Des Prophètes « du labeur » (10)
D’autres exemples de prophètes cités dans le Coran illustrent leurs moments de faiblesse dans leurs parcours respectifs. On pourrait parler d’un Noé, désespérant de la surdité de son peuple à son message ; celui d’un Jonas refusant d’obéir à l’ordre divin qui lui fait peur ; celui d’un David commettant une erreur de jugement ; celui d’un Salomon aux emportements plus ou moins menaçants. Si leur infaillibilité / impeccabilité réside dans le fait de transmettre la parole divine, ils montrent aussi, de par leurs vies, qu’ils furent prophètes « du labeur », à creuser le sillon de leurs blessures et ce, dans une alliance avec leur foi en Allah inébranlable.
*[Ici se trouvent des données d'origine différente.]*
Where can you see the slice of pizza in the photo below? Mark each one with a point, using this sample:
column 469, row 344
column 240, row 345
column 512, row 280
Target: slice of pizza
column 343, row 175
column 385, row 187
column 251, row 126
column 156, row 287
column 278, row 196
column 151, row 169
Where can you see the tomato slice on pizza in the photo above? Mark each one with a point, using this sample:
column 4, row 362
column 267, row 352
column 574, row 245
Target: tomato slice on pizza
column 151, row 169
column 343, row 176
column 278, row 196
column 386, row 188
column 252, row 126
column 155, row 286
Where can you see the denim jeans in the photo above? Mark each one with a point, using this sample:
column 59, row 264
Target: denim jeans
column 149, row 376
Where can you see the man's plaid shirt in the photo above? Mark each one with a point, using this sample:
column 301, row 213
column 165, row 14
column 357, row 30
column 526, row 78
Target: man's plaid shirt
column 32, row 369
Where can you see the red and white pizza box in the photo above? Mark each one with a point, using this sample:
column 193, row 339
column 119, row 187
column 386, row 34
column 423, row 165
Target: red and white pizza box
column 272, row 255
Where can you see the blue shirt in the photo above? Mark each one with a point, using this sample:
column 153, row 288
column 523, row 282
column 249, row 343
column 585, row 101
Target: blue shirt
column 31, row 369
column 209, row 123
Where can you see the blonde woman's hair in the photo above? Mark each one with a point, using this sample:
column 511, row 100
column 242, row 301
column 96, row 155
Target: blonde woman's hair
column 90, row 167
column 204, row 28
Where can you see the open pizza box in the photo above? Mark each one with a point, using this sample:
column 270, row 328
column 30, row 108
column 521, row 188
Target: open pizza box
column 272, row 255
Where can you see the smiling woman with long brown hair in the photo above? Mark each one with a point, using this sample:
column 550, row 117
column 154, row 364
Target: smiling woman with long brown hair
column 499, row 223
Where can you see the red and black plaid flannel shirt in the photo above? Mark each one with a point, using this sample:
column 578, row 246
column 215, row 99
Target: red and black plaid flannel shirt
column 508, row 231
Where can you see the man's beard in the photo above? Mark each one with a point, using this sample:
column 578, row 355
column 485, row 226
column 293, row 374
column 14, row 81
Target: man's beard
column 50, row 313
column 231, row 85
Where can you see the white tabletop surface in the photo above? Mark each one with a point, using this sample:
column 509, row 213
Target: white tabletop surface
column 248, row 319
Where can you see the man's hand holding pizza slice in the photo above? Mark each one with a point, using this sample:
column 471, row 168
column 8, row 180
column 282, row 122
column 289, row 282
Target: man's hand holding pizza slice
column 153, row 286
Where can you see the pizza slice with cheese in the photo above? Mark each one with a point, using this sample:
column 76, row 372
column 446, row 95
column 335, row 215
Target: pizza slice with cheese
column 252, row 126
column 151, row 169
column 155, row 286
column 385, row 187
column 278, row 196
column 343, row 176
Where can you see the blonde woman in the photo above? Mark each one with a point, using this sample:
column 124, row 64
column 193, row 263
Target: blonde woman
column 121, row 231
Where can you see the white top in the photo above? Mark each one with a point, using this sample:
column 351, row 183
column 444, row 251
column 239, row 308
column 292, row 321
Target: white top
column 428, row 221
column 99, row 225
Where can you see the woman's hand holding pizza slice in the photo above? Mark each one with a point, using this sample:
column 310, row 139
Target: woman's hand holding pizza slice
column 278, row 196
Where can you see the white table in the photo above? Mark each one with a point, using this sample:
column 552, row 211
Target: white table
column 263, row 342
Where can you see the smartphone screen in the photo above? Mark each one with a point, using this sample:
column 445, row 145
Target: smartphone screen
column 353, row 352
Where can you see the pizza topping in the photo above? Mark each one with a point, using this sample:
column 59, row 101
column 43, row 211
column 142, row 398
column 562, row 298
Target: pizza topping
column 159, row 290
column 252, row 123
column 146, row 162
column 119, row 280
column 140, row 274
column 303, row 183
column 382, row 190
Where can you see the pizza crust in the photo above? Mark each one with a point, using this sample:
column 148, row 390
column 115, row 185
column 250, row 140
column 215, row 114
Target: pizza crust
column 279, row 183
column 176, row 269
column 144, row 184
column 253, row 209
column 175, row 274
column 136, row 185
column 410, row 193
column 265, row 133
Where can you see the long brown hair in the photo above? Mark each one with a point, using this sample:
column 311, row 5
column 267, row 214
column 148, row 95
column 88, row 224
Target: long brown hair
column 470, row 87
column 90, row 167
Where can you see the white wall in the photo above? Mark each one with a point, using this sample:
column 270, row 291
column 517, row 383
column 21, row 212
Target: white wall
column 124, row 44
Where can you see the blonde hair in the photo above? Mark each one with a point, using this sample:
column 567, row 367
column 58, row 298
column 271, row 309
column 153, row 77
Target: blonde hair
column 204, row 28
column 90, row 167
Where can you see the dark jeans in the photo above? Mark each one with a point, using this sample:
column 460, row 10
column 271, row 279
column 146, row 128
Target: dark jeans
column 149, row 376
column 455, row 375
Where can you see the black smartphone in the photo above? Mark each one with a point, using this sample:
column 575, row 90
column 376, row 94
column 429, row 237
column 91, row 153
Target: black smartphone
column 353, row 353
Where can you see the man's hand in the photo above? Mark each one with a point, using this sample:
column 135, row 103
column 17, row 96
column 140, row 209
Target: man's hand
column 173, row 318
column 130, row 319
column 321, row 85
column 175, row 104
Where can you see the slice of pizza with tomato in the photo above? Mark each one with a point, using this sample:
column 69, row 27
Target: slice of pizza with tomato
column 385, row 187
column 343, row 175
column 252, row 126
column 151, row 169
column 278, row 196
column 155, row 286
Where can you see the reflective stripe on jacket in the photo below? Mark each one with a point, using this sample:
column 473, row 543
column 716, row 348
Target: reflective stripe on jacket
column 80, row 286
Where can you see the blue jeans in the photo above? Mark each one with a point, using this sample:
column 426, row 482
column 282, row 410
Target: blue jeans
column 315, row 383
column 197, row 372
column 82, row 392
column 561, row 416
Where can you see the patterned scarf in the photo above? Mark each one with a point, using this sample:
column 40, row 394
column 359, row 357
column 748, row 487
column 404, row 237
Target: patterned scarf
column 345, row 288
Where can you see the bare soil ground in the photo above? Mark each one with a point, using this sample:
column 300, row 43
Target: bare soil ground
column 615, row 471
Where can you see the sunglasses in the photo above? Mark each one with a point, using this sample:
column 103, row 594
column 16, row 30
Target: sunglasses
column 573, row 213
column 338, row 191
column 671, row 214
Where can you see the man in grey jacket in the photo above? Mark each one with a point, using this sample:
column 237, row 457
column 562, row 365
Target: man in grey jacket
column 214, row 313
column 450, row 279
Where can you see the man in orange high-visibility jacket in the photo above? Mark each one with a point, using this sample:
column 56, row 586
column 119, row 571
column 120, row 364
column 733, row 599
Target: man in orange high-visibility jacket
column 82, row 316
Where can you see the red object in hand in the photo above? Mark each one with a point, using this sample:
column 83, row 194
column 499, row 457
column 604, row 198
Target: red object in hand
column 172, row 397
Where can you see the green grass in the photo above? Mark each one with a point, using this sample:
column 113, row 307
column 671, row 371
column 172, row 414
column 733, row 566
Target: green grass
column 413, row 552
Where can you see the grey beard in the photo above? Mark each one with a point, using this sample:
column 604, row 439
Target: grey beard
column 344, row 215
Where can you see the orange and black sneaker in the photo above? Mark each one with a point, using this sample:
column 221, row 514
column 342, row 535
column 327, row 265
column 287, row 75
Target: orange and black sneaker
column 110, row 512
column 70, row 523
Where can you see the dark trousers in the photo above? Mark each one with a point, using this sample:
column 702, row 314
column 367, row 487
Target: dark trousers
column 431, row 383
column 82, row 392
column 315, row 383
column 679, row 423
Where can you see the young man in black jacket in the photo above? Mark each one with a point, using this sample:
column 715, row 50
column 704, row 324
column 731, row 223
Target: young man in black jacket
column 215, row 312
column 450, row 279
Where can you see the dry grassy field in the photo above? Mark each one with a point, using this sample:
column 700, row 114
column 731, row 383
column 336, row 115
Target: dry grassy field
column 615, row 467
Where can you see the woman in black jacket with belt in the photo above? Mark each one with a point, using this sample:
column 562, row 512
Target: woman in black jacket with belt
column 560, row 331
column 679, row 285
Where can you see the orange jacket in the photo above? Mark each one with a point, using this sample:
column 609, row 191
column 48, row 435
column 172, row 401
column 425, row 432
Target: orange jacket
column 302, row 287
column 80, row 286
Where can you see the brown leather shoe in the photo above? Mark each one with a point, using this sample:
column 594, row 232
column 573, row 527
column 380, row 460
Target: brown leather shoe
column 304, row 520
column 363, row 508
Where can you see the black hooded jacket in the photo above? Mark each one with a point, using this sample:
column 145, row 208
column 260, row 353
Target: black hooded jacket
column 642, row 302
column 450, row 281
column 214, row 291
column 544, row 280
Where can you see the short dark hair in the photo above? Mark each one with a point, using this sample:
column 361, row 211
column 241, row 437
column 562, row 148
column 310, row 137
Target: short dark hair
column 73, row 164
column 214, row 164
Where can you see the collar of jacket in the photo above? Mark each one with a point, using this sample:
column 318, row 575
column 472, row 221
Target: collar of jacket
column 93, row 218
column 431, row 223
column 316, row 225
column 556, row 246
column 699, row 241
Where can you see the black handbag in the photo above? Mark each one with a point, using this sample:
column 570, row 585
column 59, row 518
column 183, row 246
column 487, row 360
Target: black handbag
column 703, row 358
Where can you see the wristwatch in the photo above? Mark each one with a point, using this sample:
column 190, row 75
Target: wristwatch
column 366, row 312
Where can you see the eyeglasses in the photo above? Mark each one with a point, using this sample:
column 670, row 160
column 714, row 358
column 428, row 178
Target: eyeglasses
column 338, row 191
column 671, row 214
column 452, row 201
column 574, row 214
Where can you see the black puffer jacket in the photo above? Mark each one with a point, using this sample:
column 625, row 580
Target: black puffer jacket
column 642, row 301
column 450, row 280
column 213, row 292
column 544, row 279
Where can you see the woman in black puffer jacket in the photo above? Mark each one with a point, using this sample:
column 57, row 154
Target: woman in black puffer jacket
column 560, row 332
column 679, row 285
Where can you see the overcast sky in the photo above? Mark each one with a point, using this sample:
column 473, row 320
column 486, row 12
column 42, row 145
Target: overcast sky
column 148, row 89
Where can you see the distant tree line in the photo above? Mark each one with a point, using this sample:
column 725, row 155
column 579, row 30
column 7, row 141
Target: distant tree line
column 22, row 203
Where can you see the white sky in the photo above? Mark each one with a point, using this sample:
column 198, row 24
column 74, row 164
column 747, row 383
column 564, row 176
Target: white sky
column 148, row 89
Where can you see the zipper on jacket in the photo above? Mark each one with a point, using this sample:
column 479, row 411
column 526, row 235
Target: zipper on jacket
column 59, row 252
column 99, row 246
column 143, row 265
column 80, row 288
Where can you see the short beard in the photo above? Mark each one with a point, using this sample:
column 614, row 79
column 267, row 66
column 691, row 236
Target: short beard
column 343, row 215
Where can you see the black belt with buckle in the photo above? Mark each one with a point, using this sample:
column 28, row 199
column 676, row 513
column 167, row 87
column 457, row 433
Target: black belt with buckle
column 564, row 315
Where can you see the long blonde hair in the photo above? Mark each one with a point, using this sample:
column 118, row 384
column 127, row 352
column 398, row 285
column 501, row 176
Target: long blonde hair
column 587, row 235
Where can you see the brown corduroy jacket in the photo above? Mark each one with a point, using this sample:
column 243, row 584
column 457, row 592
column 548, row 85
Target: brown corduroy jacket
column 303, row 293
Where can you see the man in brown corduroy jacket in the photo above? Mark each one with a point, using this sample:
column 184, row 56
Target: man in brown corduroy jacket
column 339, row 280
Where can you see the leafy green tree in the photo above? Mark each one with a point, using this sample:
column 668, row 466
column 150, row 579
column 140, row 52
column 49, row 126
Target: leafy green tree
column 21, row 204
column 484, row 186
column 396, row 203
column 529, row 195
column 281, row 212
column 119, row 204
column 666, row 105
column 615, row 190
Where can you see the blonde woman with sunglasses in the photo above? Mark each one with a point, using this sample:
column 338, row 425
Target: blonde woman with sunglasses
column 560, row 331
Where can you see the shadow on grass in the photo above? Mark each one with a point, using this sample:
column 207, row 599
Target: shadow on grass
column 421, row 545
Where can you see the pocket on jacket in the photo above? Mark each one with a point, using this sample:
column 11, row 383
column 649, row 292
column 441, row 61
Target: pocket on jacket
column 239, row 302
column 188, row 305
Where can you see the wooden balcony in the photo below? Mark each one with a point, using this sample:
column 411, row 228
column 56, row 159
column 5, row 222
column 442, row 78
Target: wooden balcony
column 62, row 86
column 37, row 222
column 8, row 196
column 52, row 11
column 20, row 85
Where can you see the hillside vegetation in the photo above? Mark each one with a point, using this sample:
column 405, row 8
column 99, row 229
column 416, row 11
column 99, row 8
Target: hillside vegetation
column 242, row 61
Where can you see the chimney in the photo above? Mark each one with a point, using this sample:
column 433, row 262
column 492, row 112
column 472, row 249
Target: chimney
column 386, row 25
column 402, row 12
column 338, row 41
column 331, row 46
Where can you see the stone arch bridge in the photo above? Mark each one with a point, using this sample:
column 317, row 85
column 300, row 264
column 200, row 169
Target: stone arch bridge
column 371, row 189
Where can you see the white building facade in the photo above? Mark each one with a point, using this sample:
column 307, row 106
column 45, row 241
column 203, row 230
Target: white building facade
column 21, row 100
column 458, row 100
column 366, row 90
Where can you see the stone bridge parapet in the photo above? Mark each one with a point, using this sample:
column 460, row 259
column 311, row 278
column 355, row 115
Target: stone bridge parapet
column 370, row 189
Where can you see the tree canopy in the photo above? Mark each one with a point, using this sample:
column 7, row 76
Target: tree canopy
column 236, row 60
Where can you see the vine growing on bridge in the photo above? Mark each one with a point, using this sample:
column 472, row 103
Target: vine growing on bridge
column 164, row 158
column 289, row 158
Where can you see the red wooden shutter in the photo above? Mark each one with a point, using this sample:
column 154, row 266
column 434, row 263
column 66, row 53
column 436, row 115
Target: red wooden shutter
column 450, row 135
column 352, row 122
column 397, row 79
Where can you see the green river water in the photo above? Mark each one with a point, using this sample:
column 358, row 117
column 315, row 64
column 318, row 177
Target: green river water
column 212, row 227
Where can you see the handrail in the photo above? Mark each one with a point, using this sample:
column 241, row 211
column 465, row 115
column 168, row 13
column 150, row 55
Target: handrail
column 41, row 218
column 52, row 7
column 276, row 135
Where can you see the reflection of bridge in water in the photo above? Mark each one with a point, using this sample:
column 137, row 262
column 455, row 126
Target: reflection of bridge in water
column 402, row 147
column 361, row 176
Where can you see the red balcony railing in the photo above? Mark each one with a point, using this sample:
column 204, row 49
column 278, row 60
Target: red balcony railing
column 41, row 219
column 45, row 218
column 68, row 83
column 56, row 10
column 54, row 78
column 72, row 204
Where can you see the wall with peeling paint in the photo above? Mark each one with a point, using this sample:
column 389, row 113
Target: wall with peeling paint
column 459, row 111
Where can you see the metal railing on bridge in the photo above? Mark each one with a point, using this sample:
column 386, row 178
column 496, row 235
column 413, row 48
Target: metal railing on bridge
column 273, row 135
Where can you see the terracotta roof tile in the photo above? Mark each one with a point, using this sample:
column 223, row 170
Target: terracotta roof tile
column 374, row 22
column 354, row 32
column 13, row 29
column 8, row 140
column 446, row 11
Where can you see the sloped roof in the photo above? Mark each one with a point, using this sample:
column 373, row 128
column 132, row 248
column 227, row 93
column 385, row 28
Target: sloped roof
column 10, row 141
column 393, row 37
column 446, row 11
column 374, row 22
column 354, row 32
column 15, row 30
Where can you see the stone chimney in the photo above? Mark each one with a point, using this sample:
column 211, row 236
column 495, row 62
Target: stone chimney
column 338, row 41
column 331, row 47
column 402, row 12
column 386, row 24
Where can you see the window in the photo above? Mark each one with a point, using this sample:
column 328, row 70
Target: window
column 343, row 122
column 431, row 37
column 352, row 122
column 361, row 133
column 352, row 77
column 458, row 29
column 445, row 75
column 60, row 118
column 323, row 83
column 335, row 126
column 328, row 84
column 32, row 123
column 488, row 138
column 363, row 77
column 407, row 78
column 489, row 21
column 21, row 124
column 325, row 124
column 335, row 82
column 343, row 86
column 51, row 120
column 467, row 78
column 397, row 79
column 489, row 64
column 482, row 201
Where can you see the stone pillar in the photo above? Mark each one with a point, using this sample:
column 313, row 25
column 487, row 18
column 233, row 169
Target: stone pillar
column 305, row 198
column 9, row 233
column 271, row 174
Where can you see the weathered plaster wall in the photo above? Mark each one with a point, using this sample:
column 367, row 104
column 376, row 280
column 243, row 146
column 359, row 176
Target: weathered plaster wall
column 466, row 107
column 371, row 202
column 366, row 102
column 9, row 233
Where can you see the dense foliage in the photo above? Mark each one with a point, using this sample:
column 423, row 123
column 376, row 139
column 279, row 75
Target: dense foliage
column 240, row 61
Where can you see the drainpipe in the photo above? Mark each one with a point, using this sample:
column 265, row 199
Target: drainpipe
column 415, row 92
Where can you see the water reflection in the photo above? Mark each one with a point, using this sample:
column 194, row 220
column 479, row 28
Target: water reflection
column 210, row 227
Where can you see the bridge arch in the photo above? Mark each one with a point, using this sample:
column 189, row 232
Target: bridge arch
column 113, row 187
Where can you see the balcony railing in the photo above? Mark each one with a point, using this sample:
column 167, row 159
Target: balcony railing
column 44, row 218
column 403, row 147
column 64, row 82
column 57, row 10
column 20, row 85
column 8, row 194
Une étreinte d’in-vulnérabilité qui a le visage d’une déchirante sérénité. Allah Alim.
1 – Dictionnaire du Coran, sous la direction de Mohammad Ali Amir-Moezzi. Ed. R. Laffont, 2007.
2 – Une approche du Coran par la grammaire et le lexique. Ed. Albouraq, 2002.
3 – Initiation au soufisme. Eric Geoffroy. Ed. Fayard, 2003.
4 – O.C.D.E. définition
5 – Les yeux de chair et les yeux de feu. La science et la gnose. Berg international editeurs, cahiers de l’université st Jean de Jérusalem n°5, 1979.
6 – Sagesse des sens. C. Chalier. Ed. Albin Michel, 1995.
7 – The first Muslim, the story of Muhammad. Lesley Hazelton. Riverhead books, New-York, 2013.
8 – Le Coran, texte; traduction française et commentaire. Le cheikh Si Hamza Boubaker.
Tome 1, fayard 1979.
9 – L’amour scientifié. Les mécanismes de l’amour. Michel Odent. Ed. Jouvence, 1999.
10 – Métaphysique de l’imagination. C. Fleury; Ed. d’écarts, 2000.